= Remembering Saddam =

Documentary by Don North

Remembering Saddam is a 2004 documentary by Don North, a television news producer. It has a run time of one hour.

The film follows the story of nine Iraqi businessmen who were arrested in 1995 by Saddam Hussein's regime which was notorious for human rights abuses. They were charged with dealing in foreign currency and imprisoned in Abu Ghraib prison. After a short trial with no defense representation, they were sentenced to amputation of their right hands. The amputation was videotaped and used by Saddam Hussein as a deterrent to other would-be criminals. An "X of shame" was also carved into the foreheads of each man by the surgeons. North was inspired to make the documentary after watching the footage in mid-2003 on a visit to Baghdad.

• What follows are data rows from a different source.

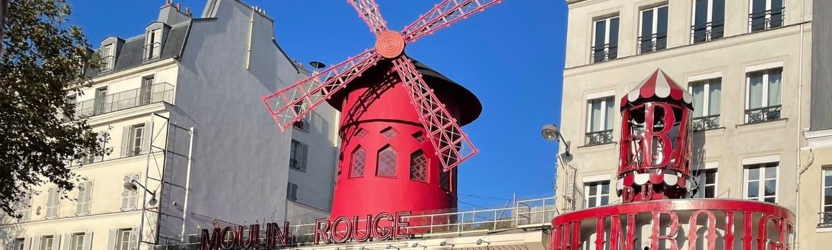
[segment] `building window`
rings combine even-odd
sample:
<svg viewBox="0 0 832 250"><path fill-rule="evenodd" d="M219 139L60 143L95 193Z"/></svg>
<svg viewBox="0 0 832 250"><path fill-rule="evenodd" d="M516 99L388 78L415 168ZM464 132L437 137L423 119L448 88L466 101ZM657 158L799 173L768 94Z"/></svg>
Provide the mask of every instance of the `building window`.
<svg viewBox="0 0 832 250"><path fill-rule="evenodd" d="M745 123L780 119L783 68L746 73Z"/></svg>
<svg viewBox="0 0 832 250"><path fill-rule="evenodd" d="M292 140L290 148L289 166L301 171L306 171L306 153L309 151L309 145Z"/></svg>
<svg viewBox="0 0 832 250"><path fill-rule="evenodd" d="M367 159L367 151L364 149L359 146L353 151L353 156L350 157L351 166L349 167L349 178L362 177L364 176L364 163Z"/></svg>
<svg viewBox="0 0 832 250"><path fill-rule="evenodd" d="M646 53L667 47L667 5L641 10L638 52Z"/></svg>
<svg viewBox="0 0 832 250"><path fill-rule="evenodd" d="M618 58L618 17L594 22L592 32L592 62Z"/></svg>
<svg viewBox="0 0 832 250"><path fill-rule="evenodd" d="M286 199L298 200L298 184L289 183L286 187Z"/></svg>
<svg viewBox="0 0 832 250"><path fill-rule="evenodd" d="M779 162L745 165L745 199L777 203Z"/></svg>
<svg viewBox="0 0 832 250"><path fill-rule="evenodd" d="M587 104L587 145L612 142L612 121L615 97L592 99Z"/></svg>
<svg viewBox="0 0 832 250"><path fill-rule="evenodd" d="M102 48L101 71L111 71L116 66L116 45L107 44Z"/></svg>
<svg viewBox="0 0 832 250"><path fill-rule="evenodd" d="M161 29L147 32L145 42L145 61L158 59L161 54Z"/></svg>
<svg viewBox="0 0 832 250"><path fill-rule="evenodd" d="M410 179L428 182L428 158L422 150L410 154Z"/></svg>
<svg viewBox="0 0 832 250"><path fill-rule="evenodd" d="M696 194L695 198L716 198L716 169L709 169L696 171L694 179L696 181Z"/></svg>
<svg viewBox="0 0 832 250"><path fill-rule="evenodd" d="M139 105L147 105L152 102L153 81L153 76L141 78L141 87L139 89Z"/></svg>
<svg viewBox="0 0 832 250"><path fill-rule="evenodd" d="M132 235L132 228L118 229L116 236L116 250L130 250L130 239Z"/></svg>
<svg viewBox="0 0 832 250"><path fill-rule="evenodd" d="M694 0L691 43L722 38L725 17L726 0Z"/></svg>
<svg viewBox="0 0 832 250"><path fill-rule="evenodd" d="M693 130L720 127L722 78L692 81L688 91L693 94Z"/></svg>
<svg viewBox="0 0 832 250"><path fill-rule="evenodd" d="M55 236L44 235L41 238L41 250L58 250L54 248Z"/></svg>
<svg viewBox="0 0 832 250"><path fill-rule="evenodd" d="M750 0L749 7L748 29L751 32L782 27L785 23L783 0Z"/></svg>
<svg viewBox="0 0 832 250"><path fill-rule="evenodd" d="M69 250L85 250L84 249L84 237L86 235L84 233L72 233L72 238L70 240Z"/></svg>
<svg viewBox="0 0 832 250"><path fill-rule="evenodd" d="M90 202L92 200L92 182L78 184L78 197L76 199L75 215L90 214Z"/></svg>
<svg viewBox="0 0 832 250"><path fill-rule="evenodd" d="M106 109L106 87L96 89L95 106L92 108L94 115L101 115L107 112Z"/></svg>
<svg viewBox="0 0 832 250"><path fill-rule="evenodd" d="M610 203L610 181L602 180L583 184L583 192L587 194L587 208L595 208Z"/></svg>
<svg viewBox="0 0 832 250"><path fill-rule="evenodd" d="M396 150L388 145L379 151L379 164L376 165L375 175L383 177L396 177Z"/></svg>
<svg viewBox="0 0 832 250"><path fill-rule="evenodd" d="M124 183L131 183L139 180L139 174L131 174L124 176ZM121 211L136 209L136 203L138 201L139 191L137 189L128 189L121 187Z"/></svg>
<svg viewBox="0 0 832 250"><path fill-rule="evenodd" d="M46 218L57 218L58 208L61 207L61 189L57 188L49 188L47 191L47 217Z"/></svg>

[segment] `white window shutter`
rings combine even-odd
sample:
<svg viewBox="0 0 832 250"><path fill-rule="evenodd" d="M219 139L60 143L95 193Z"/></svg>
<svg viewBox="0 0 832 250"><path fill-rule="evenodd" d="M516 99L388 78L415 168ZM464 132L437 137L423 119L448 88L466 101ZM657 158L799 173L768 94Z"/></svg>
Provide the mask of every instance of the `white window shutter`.
<svg viewBox="0 0 832 250"><path fill-rule="evenodd" d="M82 250L92 250L92 231L84 232L84 243L82 245Z"/></svg>
<svg viewBox="0 0 832 250"><path fill-rule="evenodd" d="M129 154L127 154L127 150L130 148L131 130L131 126L129 125L124 126L124 129L121 130L121 152L119 152L119 156L121 158L125 158L127 157L127 155L130 155Z"/></svg>
<svg viewBox="0 0 832 250"><path fill-rule="evenodd" d="M141 154L147 154L151 145L151 136L153 136L153 122L145 122L144 135L141 135Z"/></svg>
<svg viewBox="0 0 832 250"><path fill-rule="evenodd" d="M54 243L54 242L53 242ZM63 234L63 250L72 250L70 245L72 244L72 233L67 233ZM57 248L52 248L57 249Z"/></svg>
<svg viewBox="0 0 832 250"><path fill-rule="evenodd" d="M116 250L116 240L118 238L118 229L110 229L110 238L106 239L106 250Z"/></svg>
<svg viewBox="0 0 832 250"><path fill-rule="evenodd" d="M52 234L52 250L60 249L61 247L61 234Z"/></svg>
<svg viewBox="0 0 832 250"><path fill-rule="evenodd" d="M306 153L309 151L310 146L305 144L300 144L300 169L306 170Z"/></svg>

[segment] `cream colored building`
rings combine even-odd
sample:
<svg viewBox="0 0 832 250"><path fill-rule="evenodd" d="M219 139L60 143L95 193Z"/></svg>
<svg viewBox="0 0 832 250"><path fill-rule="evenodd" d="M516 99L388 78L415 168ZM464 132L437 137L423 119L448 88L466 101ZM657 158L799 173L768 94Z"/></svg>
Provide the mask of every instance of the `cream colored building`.
<svg viewBox="0 0 832 250"><path fill-rule="evenodd" d="M813 12L828 15L827 3L567 2L560 128L572 156L562 157L558 167L562 209L619 202L620 99L661 68L694 96L691 165L698 189L691 195L776 203L797 214L805 249L832 243L816 233L826 230L818 228L824 200L817 151L804 174L804 194L797 189L798 169L806 162L800 154L807 145L803 132L815 117L810 106L829 99L815 96L813 85L830 83L813 81L812 68Z"/></svg>
<svg viewBox="0 0 832 250"><path fill-rule="evenodd" d="M273 20L235 0L198 18L175 6L102 42L93 86L68 98L112 153L68 166L78 189L40 187L22 218L0 216L0 249L150 249L200 228L328 217L339 115L324 104L280 132L260 98L310 72Z"/></svg>

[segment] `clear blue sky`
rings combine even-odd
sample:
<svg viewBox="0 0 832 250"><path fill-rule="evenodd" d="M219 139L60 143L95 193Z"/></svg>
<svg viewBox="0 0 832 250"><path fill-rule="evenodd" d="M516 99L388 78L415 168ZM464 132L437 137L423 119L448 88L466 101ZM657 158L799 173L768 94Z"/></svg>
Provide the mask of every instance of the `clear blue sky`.
<svg viewBox="0 0 832 250"><path fill-rule="evenodd" d="M176 2L190 7L197 17L206 2ZM399 30L440 0L376 2L388 27ZM74 6L71 22L81 26L93 47L98 47L108 35L130 37L143 32L164 2L70 0ZM300 61L331 65L374 42L367 25L344 0L244 2L275 19L278 43ZM511 199L515 193L521 198L552 194L557 148L541 138L540 128L559 124L566 22L566 1L505 0L406 48L408 55L468 87L483 102L482 115L463 128L480 153L459 169L461 208L502 206L506 201L499 199Z"/></svg>

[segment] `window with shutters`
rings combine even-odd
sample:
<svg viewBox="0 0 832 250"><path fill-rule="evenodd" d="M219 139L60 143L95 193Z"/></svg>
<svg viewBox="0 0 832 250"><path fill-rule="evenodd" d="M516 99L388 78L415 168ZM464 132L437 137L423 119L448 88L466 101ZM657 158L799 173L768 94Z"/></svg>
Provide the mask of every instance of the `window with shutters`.
<svg viewBox="0 0 832 250"><path fill-rule="evenodd" d="M132 235L133 235L133 228L118 229L118 233L116 236L115 250L131 250L130 240Z"/></svg>
<svg viewBox="0 0 832 250"><path fill-rule="evenodd" d="M32 208L32 198L28 194L23 195L17 201L17 208L16 209L20 218L17 218L17 222L25 223L29 221L29 212Z"/></svg>
<svg viewBox="0 0 832 250"><path fill-rule="evenodd" d="M410 179L428 182L428 158L422 150L410 154Z"/></svg>
<svg viewBox="0 0 832 250"><path fill-rule="evenodd" d="M289 183L286 187L286 199L298 200L298 184Z"/></svg>
<svg viewBox="0 0 832 250"><path fill-rule="evenodd" d="M90 201L92 199L92 182L78 184L78 197L76 199L75 215L90 214Z"/></svg>
<svg viewBox="0 0 832 250"><path fill-rule="evenodd" d="M54 249L52 247L55 244L55 237L52 235L44 235L41 237L41 249L40 250L58 250Z"/></svg>
<svg viewBox="0 0 832 250"><path fill-rule="evenodd" d="M139 180L139 174L131 174L124 176L124 183L130 183ZM136 203L138 201L139 190L128 189L121 185L121 211L136 209Z"/></svg>
<svg viewBox="0 0 832 250"><path fill-rule="evenodd" d="M46 218L57 218L57 209L61 206L61 190L57 188L50 188L47 191L47 217Z"/></svg>
<svg viewBox="0 0 832 250"><path fill-rule="evenodd" d="M353 151L350 157L349 178L364 176L364 169L367 159L367 151L359 146Z"/></svg>
<svg viewBox="0 0 832 250"><path fill-rule="evenodd" d="M396 177L396 150L390 145L387 145L379 151L378 164L376 164L375 175L382 177Z"/></svg>
<svg viewBox="0 0 832 250"><path fill-rule="evenodd" d="M292 169L306 171L306 154L309 145L292 140L289 152L289 166Z"/></svg>

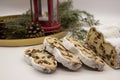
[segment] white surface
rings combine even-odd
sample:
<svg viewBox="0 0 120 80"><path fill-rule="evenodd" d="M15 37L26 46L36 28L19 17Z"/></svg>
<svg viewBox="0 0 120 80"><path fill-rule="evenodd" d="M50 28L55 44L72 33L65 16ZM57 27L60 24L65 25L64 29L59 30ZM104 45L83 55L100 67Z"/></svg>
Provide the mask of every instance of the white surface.
<svg viewBox="0 0 120 80"><path fill-rule="evenodd" d="M120 0L74 0L74 7L95 15L102 24L120 22ZM21 14L29 9L29 0L0 0L0 16ZM120 80L120 70L105 66L97 72L82 67L70 72L61 67L53 74L36 71L25 63L24 50L28 47L0 47L0 80Z"/></svg>
<svg viewBox="0 0 120 80"><path fill-rule="evenodd" d="M29 66L23 57L28 47L0 47L0 80L120 80L120 70L105 66L98 72L82 67L70 72L59 67L53 74L44 74Z"/></svg>

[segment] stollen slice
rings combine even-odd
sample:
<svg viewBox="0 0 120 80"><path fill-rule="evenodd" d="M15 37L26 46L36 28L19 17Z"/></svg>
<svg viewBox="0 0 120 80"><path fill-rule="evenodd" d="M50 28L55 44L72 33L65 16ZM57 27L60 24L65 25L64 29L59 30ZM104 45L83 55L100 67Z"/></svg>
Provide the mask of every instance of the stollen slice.
<svg viewBox="0 0 120 80"><path fill-rule="evenodd" d="M108 29L109 28L109 29ZM107 28L91 27L85 42L110 67L120 68L120 28L110 26Z"/></svg>
<svg viewBox="0 0 120 80"><path fill-rule="evenodd" d="M85 65L95 70L103 70L105 65L103 60L88 46L85 46L82 42L70 37L64 37L62 40L63 46L80 58Z"/></svg>
<svg viewBox="0 0 120 80"><path fill-rule="evenodd" d="M46 37L43 42L45 49L55 56L55 59L69 70L76 71L81 66L81 61L65 47L62 46L61 41Z"/></svg>
<svg viewBox="0 0 120 80"><path fill-rule="evenodd" d="M43 45L27 49L24 57L28 64L44 73L52 73L57 68L54 56L45 51Z"/></svg>

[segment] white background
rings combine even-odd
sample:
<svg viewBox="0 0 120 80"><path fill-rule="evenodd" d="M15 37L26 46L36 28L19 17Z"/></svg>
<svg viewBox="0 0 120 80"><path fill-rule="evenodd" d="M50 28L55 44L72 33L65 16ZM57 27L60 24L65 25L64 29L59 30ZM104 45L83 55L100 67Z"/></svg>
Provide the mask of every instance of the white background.
<svg viewBox="0 0 120 80"><path fill-rule="evenodd" d="M120 0L73 0L74 8L95 15L102 24L120 22ZM29 9L29 0L0 0L0 16L21 14ZM30 47L30 46L29 46ZM120 70L107 65L98 72L82 67L70 72L59 67L53 74L43 74L23 59L27 47L0 47L0 80L120 80Z"/></svg>

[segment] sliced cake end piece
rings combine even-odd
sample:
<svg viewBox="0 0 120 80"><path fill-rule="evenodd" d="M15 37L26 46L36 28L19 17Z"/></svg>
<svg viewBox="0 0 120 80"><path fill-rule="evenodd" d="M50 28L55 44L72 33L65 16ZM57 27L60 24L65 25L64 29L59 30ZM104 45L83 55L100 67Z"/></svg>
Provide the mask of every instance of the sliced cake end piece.
<svg viewBox="0 0 120 80"><path fill-rule="evenodd" d="M52 37L46 37L44 40L44 46L46 50L54 55L55 59L66 68L75 71L82 66L81 61L63 47L60 40Z"/></svg>
<svg viewBox="0 0 120 80"><path fill-rule="evenodd" d="M83 45L82 42L70 37L65 37L62 42L63 46L75 54L80 60L95 70L102 71L104 68L104 62L99 58L90 48Z"/></svg>

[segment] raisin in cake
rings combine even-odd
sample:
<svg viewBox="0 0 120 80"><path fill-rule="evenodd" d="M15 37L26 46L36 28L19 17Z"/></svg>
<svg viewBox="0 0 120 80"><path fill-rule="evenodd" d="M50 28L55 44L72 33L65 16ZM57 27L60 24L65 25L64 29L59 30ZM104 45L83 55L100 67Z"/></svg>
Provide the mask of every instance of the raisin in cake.
<svg viewBox="0 0 120 80"><path fill-rule="evenodd" d="M54 56L45 51L43 45L27 49L25 59L35 69L44 73L52 73L57 67Z"/></svg>
<svg viewBox="0 0 120 80"><path fill-rule="evenodd" d="M43 44L46 50L54 55L55 59L69 70L75 71L81 67L81 61L65 49L60 40L52 37L46 37Z"/></svg>
<svg viewBox="0 0 120 80"><path fill-rule="evenodd" d="M63 38L63 46L74 53L80 60L95 70L103 70L104 62L89 47L70 37Z"/></svg>
<svg viewBox="0 0 120 80"><path fill-rule="evenodd" d="M86 43L112 68L120 68L119 27L91 27Z"/></svg>

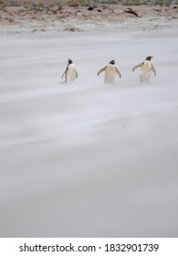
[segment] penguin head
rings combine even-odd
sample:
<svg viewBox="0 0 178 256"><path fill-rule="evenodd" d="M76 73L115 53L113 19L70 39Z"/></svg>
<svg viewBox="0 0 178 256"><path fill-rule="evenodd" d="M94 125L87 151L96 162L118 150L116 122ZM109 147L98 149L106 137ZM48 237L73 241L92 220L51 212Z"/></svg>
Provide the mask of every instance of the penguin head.
<svg viewBox="0 0 178 256"><path fill-rule="evenodd" d="M148 56L147 58L146 58L146 60L151 60L153 58L153 56Z"/></svg>
<svg viewBox="0 0 178 256"><path fill-rule="evenodd" d="M71 59L68 59L68 63L71 64L73 61L71 60Z"/></svg>
<svg viewBox="0 0 178 256"><path fill-rule="evenodd" d="M114 65L115 64L115 60L114 59L110 60L110 64Z"/></svg>

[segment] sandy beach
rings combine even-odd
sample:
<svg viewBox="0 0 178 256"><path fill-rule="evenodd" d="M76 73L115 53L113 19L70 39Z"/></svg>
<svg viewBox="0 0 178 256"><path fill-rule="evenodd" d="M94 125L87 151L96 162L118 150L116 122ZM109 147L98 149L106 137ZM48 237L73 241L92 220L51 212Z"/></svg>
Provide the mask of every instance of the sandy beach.
<svg viewBox="0 0 178 256"><path fill-rule="evenodd" d="M178 236L177 8L108 8L1 10L1 237ZM115 86L97 76L110 59Z"/></svg>

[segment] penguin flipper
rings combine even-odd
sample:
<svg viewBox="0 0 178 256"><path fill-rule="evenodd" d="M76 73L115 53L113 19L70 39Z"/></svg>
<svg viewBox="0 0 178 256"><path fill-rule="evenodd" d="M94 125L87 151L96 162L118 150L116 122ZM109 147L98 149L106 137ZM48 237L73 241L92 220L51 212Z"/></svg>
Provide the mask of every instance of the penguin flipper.
<svg viewBox="0 0 178 256"><path fill-rule="evenodd" d="M141 63L136 65L136 66L132 69L132 71L134 71L137 68L141 68L142 65L143 65L143 62L141 62Z"/></svg>
<svg viewBox="0 0 178 256"><path fill-rule="evenodd" d="M153 67L153 65L152 66L152 72L153 72L153 74L154 74L154 77L156 76L156 69L155 69L155 68Z"/></svg>
<svg viewBox="0 0 178 256"><path fill-rule="evenodd" d="M98 72L97 75L99 76L101 72L105 71L105 70L106 70L106 68L107 68L107 66L104 67L104 68L102 68L102 69Z"/></svg>
<svg viewBox="0 0 178 256"><path fill-rule="evenodd" d="M121 78L121 73L120 72L120 70L115 67L116 69L116 73L120 76L120 78Z"/></svg>

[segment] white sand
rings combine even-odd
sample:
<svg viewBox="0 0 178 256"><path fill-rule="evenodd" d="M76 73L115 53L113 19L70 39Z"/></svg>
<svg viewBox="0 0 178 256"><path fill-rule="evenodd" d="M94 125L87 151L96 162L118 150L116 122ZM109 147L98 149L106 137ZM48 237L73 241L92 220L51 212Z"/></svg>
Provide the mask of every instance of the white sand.
<svg viewBox="0 0 178 256"><path fill-rule="evenodd" d="M2 28L1 237L178 236L177 27ZM131 71L147 55L148 85ZM112 59L122 78L104 85Z"/></svg>

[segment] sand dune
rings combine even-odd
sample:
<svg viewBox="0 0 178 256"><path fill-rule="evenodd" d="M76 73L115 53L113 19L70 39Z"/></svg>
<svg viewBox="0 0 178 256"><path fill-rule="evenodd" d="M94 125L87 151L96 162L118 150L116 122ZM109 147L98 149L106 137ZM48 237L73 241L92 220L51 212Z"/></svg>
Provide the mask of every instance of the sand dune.
<svg viewBox="0 0 178 256"><path fill-rule="evenodd" d="M177 237L174 22L0 27L1 237ZM157 77L141 84L131 69L150 54ZM112 59L122 78L104 85Z"/></svg>

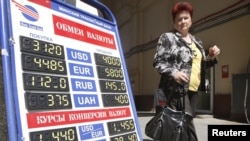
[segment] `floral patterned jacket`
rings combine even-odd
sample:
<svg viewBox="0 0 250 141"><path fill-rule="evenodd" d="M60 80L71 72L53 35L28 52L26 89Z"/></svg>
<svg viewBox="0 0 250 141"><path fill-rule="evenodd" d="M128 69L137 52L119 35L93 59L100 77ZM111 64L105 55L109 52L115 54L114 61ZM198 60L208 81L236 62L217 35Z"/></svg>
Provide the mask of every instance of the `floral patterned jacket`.
<svg viewBox="0 0 250 141"><path fill-rule="evenodd" d="M190 35L190 37L202 54L199 90L205 90L206 69L214 66L217 63L217 59L211 59L209 55L206 56L201 40L193 35ZM153 67L161 74L159 88L163 89L166 97L171 92L179 95L183 93L183 86L174 81L173 75L181 69L189 69L189 72L191 72L192 56L193 51L177 31L163 33L160 36L154 55Z"/></svg>

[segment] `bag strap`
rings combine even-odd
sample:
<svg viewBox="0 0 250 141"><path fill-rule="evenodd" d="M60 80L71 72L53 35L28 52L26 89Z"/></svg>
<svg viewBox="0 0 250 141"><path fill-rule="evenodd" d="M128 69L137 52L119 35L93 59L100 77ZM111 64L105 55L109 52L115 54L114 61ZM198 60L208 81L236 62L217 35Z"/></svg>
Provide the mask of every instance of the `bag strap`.
<svg viewBox="0 0 250 141"><path fill-rule="evenodd" d="M182 111L185 112L185 96L187 94L187 91L185 90L185 85L182 85L182 88L183 88L183 93L184 93L183 94L183 98L182 98L182 103L183 103L183 105L182 105ZM169 96L168 96L169 101L171 100L173 94L174 94L173 91L169 94Z"/></svg>

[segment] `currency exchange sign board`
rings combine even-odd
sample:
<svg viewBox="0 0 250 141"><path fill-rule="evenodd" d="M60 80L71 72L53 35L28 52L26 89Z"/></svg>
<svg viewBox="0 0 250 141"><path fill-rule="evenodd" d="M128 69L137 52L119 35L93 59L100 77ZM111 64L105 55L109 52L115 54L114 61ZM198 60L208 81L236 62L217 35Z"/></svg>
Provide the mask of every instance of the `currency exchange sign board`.
<svg viewBox="0 0 250 141"><path fill-rule="evenodd" d="M141 140L116 24L59 1L9 6L20 138Z"/></svg>

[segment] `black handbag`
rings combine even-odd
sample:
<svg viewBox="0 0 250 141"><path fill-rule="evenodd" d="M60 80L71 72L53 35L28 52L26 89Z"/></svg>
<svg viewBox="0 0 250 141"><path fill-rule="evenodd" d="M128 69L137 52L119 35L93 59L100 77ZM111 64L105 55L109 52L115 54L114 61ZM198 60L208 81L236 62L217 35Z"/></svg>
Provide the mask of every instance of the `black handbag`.
<svg viewBox="0 0 250 141"><path fill-rule="evenodd" d="M183 96L185 97L185 96ZM185 105L183 98L183 105ZM145 127L145 134L159 141L188 141L187 125L192 120L192 116L182 111L176 111L169 107L151 118Z"/></svg>

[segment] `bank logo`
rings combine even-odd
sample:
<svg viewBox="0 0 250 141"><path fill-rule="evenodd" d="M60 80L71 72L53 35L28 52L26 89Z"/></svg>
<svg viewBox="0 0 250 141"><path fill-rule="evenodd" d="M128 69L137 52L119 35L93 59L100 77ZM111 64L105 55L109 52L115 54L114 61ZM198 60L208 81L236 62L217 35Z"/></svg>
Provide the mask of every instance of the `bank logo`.
<svg viewBox="0 0 250 141"><path fill-rule="evenodd" d="M33 8L32 6L29 6L29 5L21 5L17 2L15 2L13 0L13 2L15 3L15 5L18 7L18 9L22 12L23 16L30 20L30 21L37 21L39 19L39 14L38 12L36 11L35 8Z"/></svg>

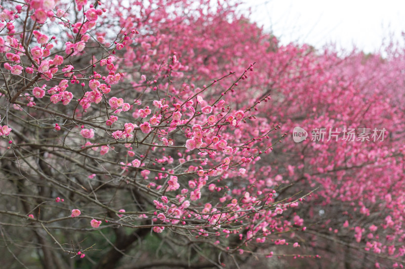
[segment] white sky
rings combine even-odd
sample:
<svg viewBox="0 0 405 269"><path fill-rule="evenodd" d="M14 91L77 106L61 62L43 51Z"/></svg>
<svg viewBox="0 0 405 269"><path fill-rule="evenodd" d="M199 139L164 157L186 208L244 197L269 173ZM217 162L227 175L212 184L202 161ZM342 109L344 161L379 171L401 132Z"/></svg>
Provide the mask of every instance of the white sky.
<svg viewBox="0 0 405 269"><path fill-rule="evenodd" d="M245 0L251 19L272 30L282 44L307 43L320 48L327 43L338 48L356 47L366 52L381 47L393 34L403 40L405 1Z"/></svg>

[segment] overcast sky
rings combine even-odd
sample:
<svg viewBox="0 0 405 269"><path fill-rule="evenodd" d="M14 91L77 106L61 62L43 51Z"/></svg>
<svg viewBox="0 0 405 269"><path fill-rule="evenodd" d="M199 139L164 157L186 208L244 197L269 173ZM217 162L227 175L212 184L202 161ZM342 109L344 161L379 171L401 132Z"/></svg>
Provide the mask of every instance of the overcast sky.
<svg viewBox="0 0 405 269"><path fill-rule="evenodd" d="M393 33L402 40L405 1L246 0L252 19L272 30L282 44L307 43L321 48L334 42L347 50L353 44L366 52L380 47Z"/></svg>

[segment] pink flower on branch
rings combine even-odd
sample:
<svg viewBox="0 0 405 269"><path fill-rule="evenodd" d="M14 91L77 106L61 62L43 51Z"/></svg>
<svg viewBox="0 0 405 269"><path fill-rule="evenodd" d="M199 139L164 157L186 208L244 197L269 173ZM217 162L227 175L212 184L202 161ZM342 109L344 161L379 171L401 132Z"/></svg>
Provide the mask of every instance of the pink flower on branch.
<svg viewBox="0 0 405 269"><path fill-rule="evenodd" d="M79 209L72 209L72 214L70 217L72 218L75 218L80 216L81 212Z"/></svg>

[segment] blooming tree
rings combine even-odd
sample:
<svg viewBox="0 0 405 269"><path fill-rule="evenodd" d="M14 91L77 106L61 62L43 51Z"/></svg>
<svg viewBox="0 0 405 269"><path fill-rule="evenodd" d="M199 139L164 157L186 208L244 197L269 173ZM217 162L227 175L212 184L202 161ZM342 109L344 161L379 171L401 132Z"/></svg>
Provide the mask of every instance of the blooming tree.
<svg viewBox="0 0 405 269"><path fill-rule="evenodd" d="M279 46L193 2L3 3L5 266L402 266L403 53Z"/></svg>

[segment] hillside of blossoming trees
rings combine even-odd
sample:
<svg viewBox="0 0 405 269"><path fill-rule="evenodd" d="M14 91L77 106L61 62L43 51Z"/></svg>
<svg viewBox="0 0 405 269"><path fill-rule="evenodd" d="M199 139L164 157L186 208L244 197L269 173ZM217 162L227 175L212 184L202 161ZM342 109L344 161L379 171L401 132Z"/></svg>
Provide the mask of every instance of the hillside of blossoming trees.
<svg viewBox="0 0 405 269"><path fill-rule="evenodd" d="M210 2L2 2L2 267L403 267L404 48Z"/></svg>

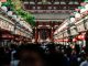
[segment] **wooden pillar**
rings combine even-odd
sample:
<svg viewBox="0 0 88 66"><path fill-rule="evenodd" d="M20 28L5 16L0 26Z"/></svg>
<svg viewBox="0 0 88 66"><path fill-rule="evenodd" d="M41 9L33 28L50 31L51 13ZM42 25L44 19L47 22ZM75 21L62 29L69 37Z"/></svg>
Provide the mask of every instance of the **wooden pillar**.
<svg viewBox="0 0 88 66"><path fill-rule="evenodd" d="M54 31L53 31L53 28L52 28L52 29L51 29L51 41L52 41L52 42L54 42L53 34L54 34Z"/></svg>

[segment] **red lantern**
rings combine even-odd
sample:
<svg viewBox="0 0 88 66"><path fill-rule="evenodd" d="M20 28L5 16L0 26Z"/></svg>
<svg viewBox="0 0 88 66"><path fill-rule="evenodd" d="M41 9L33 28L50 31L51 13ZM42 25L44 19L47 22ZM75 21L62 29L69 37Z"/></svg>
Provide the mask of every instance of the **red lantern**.
<svg viewBox="0 0 88 66"><path fill-rule="evenodd" d="M85 40L85 35L78 35L78 40Z"/></svg>
<svg viewBox="0 0 88 66"><path fill-rule="evenodd" d="M73 42L77 42L77 40L76 38L73 38Z"/></svg>

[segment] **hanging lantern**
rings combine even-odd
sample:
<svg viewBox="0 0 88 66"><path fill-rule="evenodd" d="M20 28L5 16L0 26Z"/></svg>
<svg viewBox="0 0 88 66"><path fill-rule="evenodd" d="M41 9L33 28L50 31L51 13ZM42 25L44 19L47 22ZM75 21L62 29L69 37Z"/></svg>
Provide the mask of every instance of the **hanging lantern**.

After the 2003 U.S. invasion of Iraq, North tracked down the nine men; seven of them (one was deceased) agreed to tell their stories. The documentary follows their story as organizations are lined up to donate surgical services, transportation and prosthetic limbs. Transportation was provided by Continental Airlines. Dr. Agris and Dr. Kestler of Houston donated their time. Medical facilities were provided by Methodist Hospital in Houston. The prosthetic hands which normally cost $50,000 each were donated by Otto Bock, a German-American company. The gruesome footage of their amputations performed by doctors in the employ of Saddam Hussein is presented in increments as the documentary unfolds. The "Xs of shame" on every man's forehead were also removed.

The Wall Street Journal opinion columnist Daniel Henninger wrote on May 14, 2004, "And Don North's film indeed should be seen—but may not be. After two months of trying, no U.S. broadcast or cable network will take it." The United States Department of Defense secured permission to air the film in the Middle East. Alhurra received the rights to broadcast it. Remembering Saddam was broadcast in Iraq as well as in the Middle East and Europe on May 24, 2004.